Recent videos of American children in school singing songs of praise for Barack Obama were a little much, especially for those of us old enough to remember pictures of children singing the praises of dictators like Hitler, Stalin and Mao.
But you don't need a dictator to make you feel queasy about the manipulation of children. The mindset that sees children in school as an opportunity for teachers to impose their own notions, instead of developing the child's ability to think for himself or herself, is a dangerous distortion of education.
Parents send their children to school to acquire the knowledge that has come down to us as a legacy of our culture-- whether it is mathematics, science, or whatever-- so that those children can grow up and go out into the world equipped to face life's challenges.
Too many "educators" see teaching not as a responsibility to the students but as an opportunity for themselves-- whether to indoctrinate a captive audience with the teacher's ideology, manipulate them in social experiments or just do fun things that make teaching easier, whether or not it really educates the child.
You can, of course, call anything that happens in a classroom "education"-- but that does not make it education, except in the eyes of those who cannot think beyond words.
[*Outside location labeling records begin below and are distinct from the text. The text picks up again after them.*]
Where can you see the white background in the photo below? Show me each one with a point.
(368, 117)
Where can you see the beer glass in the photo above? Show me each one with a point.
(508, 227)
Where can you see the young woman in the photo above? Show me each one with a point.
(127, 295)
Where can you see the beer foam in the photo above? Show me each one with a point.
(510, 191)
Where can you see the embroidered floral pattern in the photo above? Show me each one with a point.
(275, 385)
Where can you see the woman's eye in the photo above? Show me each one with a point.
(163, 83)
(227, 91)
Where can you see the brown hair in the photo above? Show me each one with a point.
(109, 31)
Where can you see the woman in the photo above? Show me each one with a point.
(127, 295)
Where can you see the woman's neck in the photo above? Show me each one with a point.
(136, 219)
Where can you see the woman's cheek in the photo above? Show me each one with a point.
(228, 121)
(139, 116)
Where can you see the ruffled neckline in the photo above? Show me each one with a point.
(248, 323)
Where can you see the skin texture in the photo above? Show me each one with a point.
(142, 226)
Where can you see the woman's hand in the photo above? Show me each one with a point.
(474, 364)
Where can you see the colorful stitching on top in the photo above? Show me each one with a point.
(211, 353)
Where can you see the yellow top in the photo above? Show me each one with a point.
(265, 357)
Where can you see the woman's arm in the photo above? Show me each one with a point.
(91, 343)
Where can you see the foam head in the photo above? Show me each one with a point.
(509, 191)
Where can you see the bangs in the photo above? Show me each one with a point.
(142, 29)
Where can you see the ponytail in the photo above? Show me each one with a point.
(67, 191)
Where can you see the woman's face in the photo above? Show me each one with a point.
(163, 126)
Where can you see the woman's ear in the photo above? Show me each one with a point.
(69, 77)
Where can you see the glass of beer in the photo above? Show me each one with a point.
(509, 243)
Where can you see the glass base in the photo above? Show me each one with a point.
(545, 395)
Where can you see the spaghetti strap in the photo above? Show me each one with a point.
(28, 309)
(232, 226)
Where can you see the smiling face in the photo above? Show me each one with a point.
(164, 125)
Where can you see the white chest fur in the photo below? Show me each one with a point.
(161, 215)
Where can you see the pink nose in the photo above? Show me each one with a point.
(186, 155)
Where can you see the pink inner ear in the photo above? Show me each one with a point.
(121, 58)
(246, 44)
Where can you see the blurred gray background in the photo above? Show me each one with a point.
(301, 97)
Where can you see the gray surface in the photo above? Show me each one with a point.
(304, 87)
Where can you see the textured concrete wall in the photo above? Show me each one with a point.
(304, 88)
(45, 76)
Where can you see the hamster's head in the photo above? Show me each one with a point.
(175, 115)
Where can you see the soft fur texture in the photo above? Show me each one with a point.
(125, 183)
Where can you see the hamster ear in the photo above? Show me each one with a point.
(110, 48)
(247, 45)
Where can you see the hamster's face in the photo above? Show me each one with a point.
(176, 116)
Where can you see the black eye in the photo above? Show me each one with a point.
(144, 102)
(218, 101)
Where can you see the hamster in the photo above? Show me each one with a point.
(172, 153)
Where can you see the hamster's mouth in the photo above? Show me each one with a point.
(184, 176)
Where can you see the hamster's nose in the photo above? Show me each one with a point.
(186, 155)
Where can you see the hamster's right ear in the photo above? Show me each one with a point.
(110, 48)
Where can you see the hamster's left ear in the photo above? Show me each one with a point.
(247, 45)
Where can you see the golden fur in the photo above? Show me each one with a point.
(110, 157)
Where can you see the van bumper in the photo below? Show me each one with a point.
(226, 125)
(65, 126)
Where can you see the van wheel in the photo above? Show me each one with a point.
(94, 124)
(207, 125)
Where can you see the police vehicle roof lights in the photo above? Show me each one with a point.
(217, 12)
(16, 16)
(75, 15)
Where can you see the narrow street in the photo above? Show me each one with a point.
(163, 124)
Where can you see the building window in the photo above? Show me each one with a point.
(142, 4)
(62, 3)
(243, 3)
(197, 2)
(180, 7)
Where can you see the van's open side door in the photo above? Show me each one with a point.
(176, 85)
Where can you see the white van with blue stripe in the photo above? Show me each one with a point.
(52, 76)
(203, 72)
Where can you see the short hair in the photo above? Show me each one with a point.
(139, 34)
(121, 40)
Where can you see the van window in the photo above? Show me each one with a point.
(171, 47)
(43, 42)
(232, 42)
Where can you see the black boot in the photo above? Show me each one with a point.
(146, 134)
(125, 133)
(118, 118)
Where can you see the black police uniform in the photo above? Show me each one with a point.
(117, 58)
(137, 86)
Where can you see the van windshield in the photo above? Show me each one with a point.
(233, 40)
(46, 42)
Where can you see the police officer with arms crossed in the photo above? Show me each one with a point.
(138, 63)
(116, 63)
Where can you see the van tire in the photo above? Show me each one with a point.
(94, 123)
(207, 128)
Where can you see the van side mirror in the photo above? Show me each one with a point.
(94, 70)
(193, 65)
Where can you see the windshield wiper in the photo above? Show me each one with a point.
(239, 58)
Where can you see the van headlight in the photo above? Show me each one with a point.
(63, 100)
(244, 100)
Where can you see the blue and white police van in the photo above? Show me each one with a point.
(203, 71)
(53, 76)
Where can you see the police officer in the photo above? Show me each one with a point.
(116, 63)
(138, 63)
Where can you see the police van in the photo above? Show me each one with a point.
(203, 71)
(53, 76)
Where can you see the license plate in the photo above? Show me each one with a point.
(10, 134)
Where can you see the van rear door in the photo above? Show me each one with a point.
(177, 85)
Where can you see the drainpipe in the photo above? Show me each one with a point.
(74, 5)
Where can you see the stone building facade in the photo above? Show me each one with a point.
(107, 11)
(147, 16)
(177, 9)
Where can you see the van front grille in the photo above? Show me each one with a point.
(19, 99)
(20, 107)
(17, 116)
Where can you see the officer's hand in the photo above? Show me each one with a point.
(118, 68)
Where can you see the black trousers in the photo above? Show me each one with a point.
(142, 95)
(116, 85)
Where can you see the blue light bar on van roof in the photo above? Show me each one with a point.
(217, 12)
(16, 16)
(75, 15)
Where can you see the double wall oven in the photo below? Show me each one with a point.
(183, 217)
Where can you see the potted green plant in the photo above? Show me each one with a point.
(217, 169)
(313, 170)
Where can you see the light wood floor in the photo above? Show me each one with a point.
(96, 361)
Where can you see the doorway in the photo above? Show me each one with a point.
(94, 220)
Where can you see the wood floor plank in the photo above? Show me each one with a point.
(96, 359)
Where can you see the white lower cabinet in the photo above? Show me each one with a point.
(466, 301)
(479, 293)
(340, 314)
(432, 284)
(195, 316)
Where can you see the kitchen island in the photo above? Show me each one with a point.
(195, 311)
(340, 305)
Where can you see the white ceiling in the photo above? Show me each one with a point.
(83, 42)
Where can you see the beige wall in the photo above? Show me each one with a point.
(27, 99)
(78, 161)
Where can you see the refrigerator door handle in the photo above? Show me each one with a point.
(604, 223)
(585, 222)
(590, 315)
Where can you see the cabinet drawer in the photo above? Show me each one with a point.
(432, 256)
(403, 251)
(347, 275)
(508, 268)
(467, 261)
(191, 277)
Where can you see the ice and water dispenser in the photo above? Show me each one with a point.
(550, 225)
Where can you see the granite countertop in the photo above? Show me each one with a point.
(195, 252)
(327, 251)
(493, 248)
Unfortunately, the dumbed-down education of previous generations means that many parents today see nothing wrong with their children being manipulated in school, instead of being educated.
Such parents may see nothing wrong with spending precious time in classrooms chit-chatting about how everyone "feels" about things on television or in their personal life.
But while our children are frittering away time on trivia, other children in other countries are acquiring the skills in math, science or other fields that will allow them to take the jobs our children will meed when they grow up. Foreigners can take those jobs either by coming to America and outperforming Americans or by having those jobs outsourced to them overseas.
In short, schools are supposed to prepare children for the future, not give teachers opportunities for self-indulgences in the present. One of these self-indulgences was exemplified by a letter I received recently from a fifth-grader in the Sayre Elementary School in Lyon, Michigan.
He said, "I have been assigned to ask a famous person a question about how he or she would solve a difficult problem." The problem was what to do about the economy.